A une trentaine de kilomètres de là, dans le port français de Calais, deux Soudanais de 16 ans figuraient parmi les survivants.

« En France, c’est compliqué pour nous », confie l’un d’eux.

« Il y a du racisme, personne ne veut de nous, nous dormons dans la rue et personne ne s’en soucie, nous ne pouvons pas travailler. »

Ils continueront d’essayer de faire la traversée vers l’Angleterre, ont-ils déclaré à l’AFP, espérant y parvenir en toute sécurité et étudier l’informatique.

Les décès de samedi étaient « un drame prévisible et évitable », explique Pierre Roques, qui travaille à L’Auberge des Migrants (« Migrants Inn ») – une alliance d’associations offrant un soutien aux migrants.

« Le Royaume-Uni s’oriente vers des solutions complètement extrêmes pour arrêter la traversée, qui n’auront aucun effet à part mettre de plus en plus en danger les personnes », a-t-il ajouté.

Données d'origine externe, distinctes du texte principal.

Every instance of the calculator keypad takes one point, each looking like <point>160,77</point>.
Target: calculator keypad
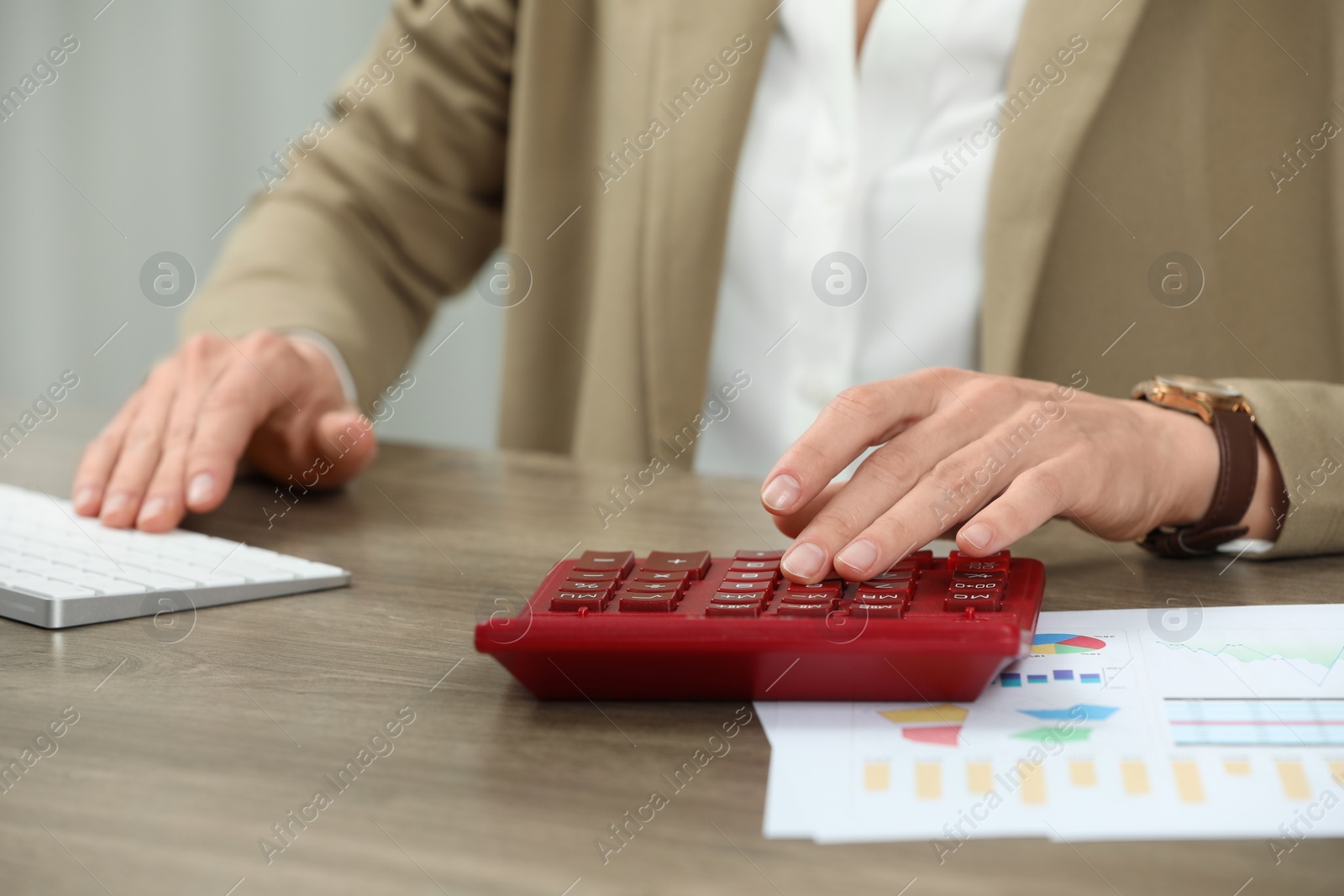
<point>749,584</point>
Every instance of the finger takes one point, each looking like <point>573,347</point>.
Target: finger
<point>165,503</point>
<point>239,402</point>
<point>882,479</point>
<point>140,449</point>
<point>100,457</point>
<point>853,421</point>
<point>797,521</point>
<point>953,490</point>
<point>1030,501</point>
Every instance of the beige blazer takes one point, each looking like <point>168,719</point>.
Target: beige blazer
<point>596,139</point>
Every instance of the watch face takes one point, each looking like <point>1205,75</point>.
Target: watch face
<point>1198,385</point>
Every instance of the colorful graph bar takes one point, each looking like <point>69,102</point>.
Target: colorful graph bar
<point>929,781</point>
<point>980,777</point>
<point>1133,777</point>
<point>1032,783</point>
<point>1294,779</point>
<point>1189,786</point>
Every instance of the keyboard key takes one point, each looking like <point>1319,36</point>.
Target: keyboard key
<point>790,609</point>
<point>655,575</point>
<point>756,598</point>
<point>694,562</point>
<point>655,587</point>
<point>729,587</point>
<point>752,575</point>
<point>647,602</point>
<point>981,600</point>
<point>570,600</point>
<point>743,610</point>
<point>749,566</point>
<point>596,560</point>
<point>597,575</point>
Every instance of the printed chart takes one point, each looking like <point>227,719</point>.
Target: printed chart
<point>1236,731</point>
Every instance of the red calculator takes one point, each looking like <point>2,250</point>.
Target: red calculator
<point>692,626</point>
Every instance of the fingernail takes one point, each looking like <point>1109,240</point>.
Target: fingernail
<point>781,492</point>
<point>804,560</point>
<point>152,508</point>
<point>859,557</point>
<point>116,504</point>
<point>978,535</point>
<point>201,490</point>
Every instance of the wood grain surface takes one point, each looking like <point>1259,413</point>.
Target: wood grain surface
<point>194,739</point>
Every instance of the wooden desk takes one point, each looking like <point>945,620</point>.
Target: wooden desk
<point>186,754</point>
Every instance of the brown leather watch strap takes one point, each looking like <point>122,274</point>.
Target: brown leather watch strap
<point>1238,468</point>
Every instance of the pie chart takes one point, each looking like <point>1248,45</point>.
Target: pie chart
<point>1066,644</point>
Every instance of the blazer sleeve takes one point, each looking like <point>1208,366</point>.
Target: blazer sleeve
<point>386,206</point>
<point>1301,421</point>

Il a cité les plans controversés de la Grande-Bretagne visant à interdire les demandes d’asile de toutes les arrivées via la Manche – les transférant à la place vers des pays tiers, comme le Rwanda – ou le projet de loger certains migrants sur des barges au large des côtes, également farouchement par des groupes de défense des droits.

Pour les personnes avec lesquelles il travaillait, ces politiques ajoutent à leurs inquiétudes, mais ne les empêcheront pas de risquer la traversée.

« Il y aura d’autres drames », a déclaré Régis Holy, capitaine d’un canot de sauvetage qui a ramené cinq des survivants à Calais.

Les migrants qui avaient tout donné pour arriver jusque-là, continueraient à tout risquer pour faire la traversée.

« Ça ne s’arrêtera jamais », a-t-il prévenu.

Les groupes travaillant avec les migrants ont dénoncé à plusieurs reprises la politique des autorités locales consistant à forcer régulièrement les migrants à quitter leurs camps de fortune, pour les maintenir en mouvement.

Jean-Claude Lenoir, qui dirige l’un de ces groupes, Salam, a déclaré que 12 fourgons de la police anti-émeute avaient démantelé au moins quatre camps autour de Calais samedi.

Compte tenu de ce qui s’était passé, a-t-il soutenu, ils auraient pu leur épargner cela – d’autant plus que, selon lui, ces opérations étaient inutiles.

« Les migrants retournent chez eux dès que la police est partie », a-t-il noté.